During the talks, I think that we all felt that it was a necessary consequence of general policy that other countries with a substantial interest in rubber should be admitted to the group in due course. Any other course would be extremely difficult to defend and I do not think either of us would wish to defend it. At the same time, we felt that the group was by way of being a new experiment, that the issues involved might easily be difficult ones and that there was some danger either of making the group of very little use, or even of bringing it to an untimely end, if the membership were much enlarged during the experimental period. We all recognised that pressure might be put on any one of the Governments concerned to support a claim for admission by some other country, which it would be difficult to resist, and that we should have to handle such a claim as best we might in consultation with one another, when the time came.
[Page 985]We have had several approaches of a “fishing” kind since France was liberated, and we took the opportunity given by these to advise the French against making a formal approach at this time. But if we should receive a formal request from them for inclusion in the Study Group (and the chances of this are strengthened because of the recognition of the Provisional Government) we should feel bound to support them.
The case of France will be in a number of ways the strongest that is likely to be made (unless the Russians make a formal demand). France was a member of the old International Rubber Regulation Committee, and French Indo-China is the largest producer of natural rubber outside the British and Dutch areas in the Far East. The French plantations were very efficient, and the French themselves consider that large quantities of natural rubber have been secreted during the Japanese occupation and will be available almost immediately after Indo-China is liberated. They have mentioned a figure of about 200,000 tons, though this is of course rather conjectural. But if they had anything like this quantity, and we had early difficulties in Malaya and the Dutch East Indies, the supply would be a major factor in the situation.
The French will also be the largest single consumer of rubber after the war apart from the U.S.A., the U.K. (and Russia). They have had extensive experience during the war in using German synthetic rubber, and have managed to keep a certain amount of research work going during that period.
The position then, as we see it, is that they will have quite a lot to contribute to the group and will be in a strong position politically to press their claims to membership if they choose to do so.
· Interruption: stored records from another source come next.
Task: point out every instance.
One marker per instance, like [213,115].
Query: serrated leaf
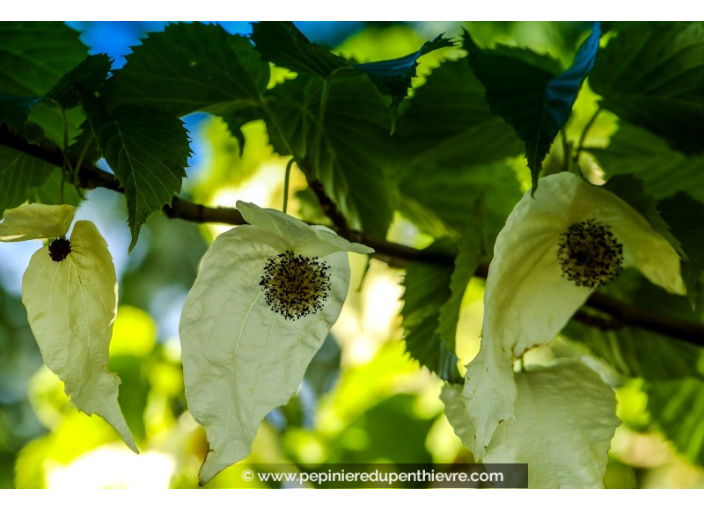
[684,215]
[531,98]
[456,413]
[241,359]
[36,221]
[637,352]
[678,409]
[565,417]
[283,44]
[33,56]
[350,154]
[90,74]
[71,306]
[427,289]
[664,171]
[630,189]
[653,76]
[393,77]
[20,173]
[470,250]
[190,67]
[148,151]
[14,111]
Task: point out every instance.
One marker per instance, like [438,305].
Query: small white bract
[265,298]
[554,251]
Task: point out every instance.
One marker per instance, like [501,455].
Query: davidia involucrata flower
[264,300]
[554,251]
[70,292]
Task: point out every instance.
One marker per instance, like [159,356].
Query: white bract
[70,292]
[554,251]
[264,300]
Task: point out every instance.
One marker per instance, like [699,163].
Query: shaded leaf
[664,171]
[630,189]
[393,77]
[71,306]
[565,417]
[20,173]
[653,76]
[685,217]
[678,409]
[191,67]
[89,74]
[36,221]
[427,289]
[283,44]
[348,153]
[470,250]
[531,98]
[148,151]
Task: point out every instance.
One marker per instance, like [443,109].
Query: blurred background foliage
[362,400]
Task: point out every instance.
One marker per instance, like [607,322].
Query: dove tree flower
[554,251]
[264,300]
[70,292]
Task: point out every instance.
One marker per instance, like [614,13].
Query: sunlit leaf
[565,417]
[148,151]
[71,306]
[36,221]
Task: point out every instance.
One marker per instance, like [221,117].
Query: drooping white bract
[264,300]
[70,292]
[553,251]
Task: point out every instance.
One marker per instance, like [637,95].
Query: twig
[397,255]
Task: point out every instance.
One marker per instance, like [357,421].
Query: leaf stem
[582,139]
[287,179]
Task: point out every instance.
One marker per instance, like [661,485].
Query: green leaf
[36,221]
[448,124]
[33,56]
[348,153]
[470,251]
[14,111]
[684,214]
[678,409]
[71,306]
[393,77]
[637,352]
[630,189]
[20,173]
[664,171]
[532,98]
[565,417]
[148,151]
[241,359]
[456,413]
[427,289]
[190,67]
[653,76]
[90,74]
[283,44]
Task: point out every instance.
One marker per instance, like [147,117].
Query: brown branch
[397,255]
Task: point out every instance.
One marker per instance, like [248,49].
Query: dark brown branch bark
[397,255]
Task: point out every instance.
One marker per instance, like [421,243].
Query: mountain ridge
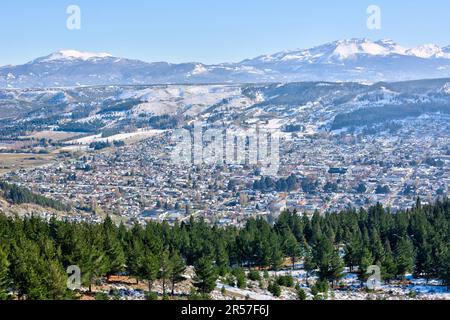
[358,60]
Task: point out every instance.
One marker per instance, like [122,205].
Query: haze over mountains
[359,60]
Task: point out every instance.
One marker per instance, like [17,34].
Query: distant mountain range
[357,60]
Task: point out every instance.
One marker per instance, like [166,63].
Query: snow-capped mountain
[360,60]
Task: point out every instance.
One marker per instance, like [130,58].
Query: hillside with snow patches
[358,60]
[102,111]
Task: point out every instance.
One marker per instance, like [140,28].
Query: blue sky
[209,31]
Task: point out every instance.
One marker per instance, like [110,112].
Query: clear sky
[209,31]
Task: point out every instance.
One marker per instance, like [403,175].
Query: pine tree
[404,256]
[177,270]
[205,276]
[366,261]
[5,280]
[291,248]
[150,269]
[165,270]
[388,266]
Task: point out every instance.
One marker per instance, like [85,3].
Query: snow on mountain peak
[428,51]
[349,48]
[75,55]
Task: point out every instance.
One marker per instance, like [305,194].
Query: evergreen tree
[404,256]
[177,270]
[205,276]
[150,269]
[5,280]
[165,270]
[291,248]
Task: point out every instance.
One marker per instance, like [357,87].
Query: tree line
[20,195]
[34,253]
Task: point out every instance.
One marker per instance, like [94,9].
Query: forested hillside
[34,254]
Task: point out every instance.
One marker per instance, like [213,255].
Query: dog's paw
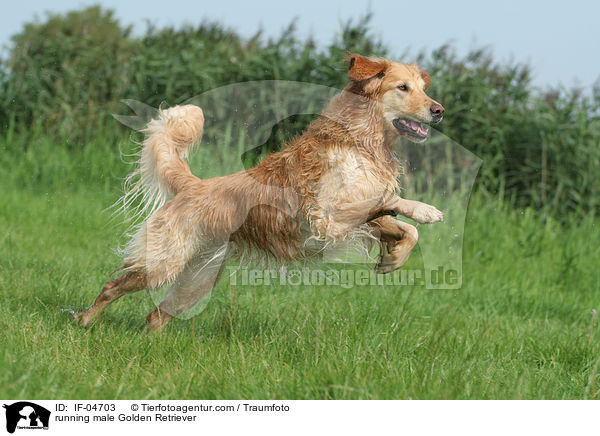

So far they have been induced to stand out but it is now a question both of how long they will take this attitude, and of the extent to which it is wise on our part to try to exclude them.
If it were only a question of France, we for our part would see little difficulty in their inclusion, but the admission of one further country to the group would almost certainly give rise to claims from other countries. Since it has, I think, been the general intention, to keep the Study Group for the time being to its existing membership, I recognise that the addition of France might create some difficulty. I think, however, that we for our part should probably be willing to explain to any countries, which might approach us as the result of the inclusion of France, that France’s claims were exceptionally strong and that it was felt that better progress could be made in this preliminary stage by keeping the Group as small as is reasonably possible while looking to its extension later on to all countries, with a substantial interest in rubber, whether as producers or consumers. [Page 986] This line might well be successful, though I realise that it would be difficult to maintain it in the face of strong pressure.
I should be most grateful if you felt able to give me some indication of your own views after making any consultations which you think proper.
I do not propose to mention this to Westermann until I have heard from you.
We are all looking forward to seeing you again towards the end of January; Bugbee will have given you the latest information on our plans so far as we have been able to formulate them. I am writing to you now rather than waiting until then, because we suspect that any public announcement of the proposal to meet again in January may bring matters to a head.